Until that happens, the next best tactic is to manoeuvre the available political space ('fixing' in Indian parlance) and rearrange the pieces on the chess board. The Congress was adept at using this device and achieving the results in Indira Gandhi's heyday when her marksmen Makhan Lal Fotedar, RK Dhawan and Yashpal Kapoor zoomed in on the right targets, executed her briefs to the last letter and delivered on their mandate. The BJP attempted and pulled the same off expertly in Uttar Pradesh first in 1995, when it breached the Samajwadi Party-Bahujan Samaj Party alliance, toppled Mulayam Singh Yadav as the chief minister and installed Mayawati with its support. The experiment was short-lived, but the BJP was bang on target by terminating a formidable political partnership for time to come.
The BJP hit the bull's eye in UP in 1998 when it split the Congress and the BSP after courting Mayawati and lodged itself in power.
On Mamata's heels for the past few years but unable to nail her in West Bengal thus far, Shah did the next best thing from his standpoint by spiriting away her legislators in Tripura, ostensibly to shore up the votes for the BJP's presidential candidate but, more importantly, get a foothold in the state.
Tripura votes in 2018. The BJP has made its presence felt in the tribal areas. In the urban pockets, it has set its sights on the government's working class whose wages remain frozen in the fourth pay commission of the 1980s. The BJP has promised to implement the seventh Central pay commission if voted to power. Helming Shah's Operation Red Fort, which alludes to Tripura as the CPM's only remaining fort, is Assam minister Himanta Biswa Sarma, who earned his spurs by swinging his own state, followed by Manipur, for the BJP. Sarma is resetting the political arithmetic by working on the votes held by the Congress and the Trinamool.

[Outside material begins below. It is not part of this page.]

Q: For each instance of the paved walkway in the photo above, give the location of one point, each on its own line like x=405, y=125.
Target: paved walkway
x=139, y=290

Ideology lies at the core of the BJP's Tripura project. As in Assam, the RSS and the BJP have themed the 'illegal infiltration' from Bangladesh as the gravest threat to the state, one half of whose population comprises the tribals, mostly Hindus, and the other half, Bengalis, again, largely Hindus. That the RSS was hammering away on 'infiltration' for years was evident from an article in its weekly, Organiser, back in May 2007. Titled 'Illegal infiltration, a serious threat to Tripura', it noted, "Infiltration is a great problem in Tripura which is the smallest north-eastern state.... Pakistan had [a] greedy glance at it during Independence. Immense pressure was mounted [on] the Queen, Kanchanprava Devi, to join Pakistan. But she honoured the wishes of the late Maharaja Bir Bikram Kishore Manikya Bahadur, who favoured India and signed the agreement with New Delhi in 1949."
Tripura, with a population of 36,71,032, might not have figured on the radar of a party like the BJP that has to reclaim bigger states. That Shah spent three days of his yatra there marks a departure from the BJP of yore: big or small, for him and Modi, India counts as an aggregate of its parts, if the RSS's 'nationalist' project has to be nurtured.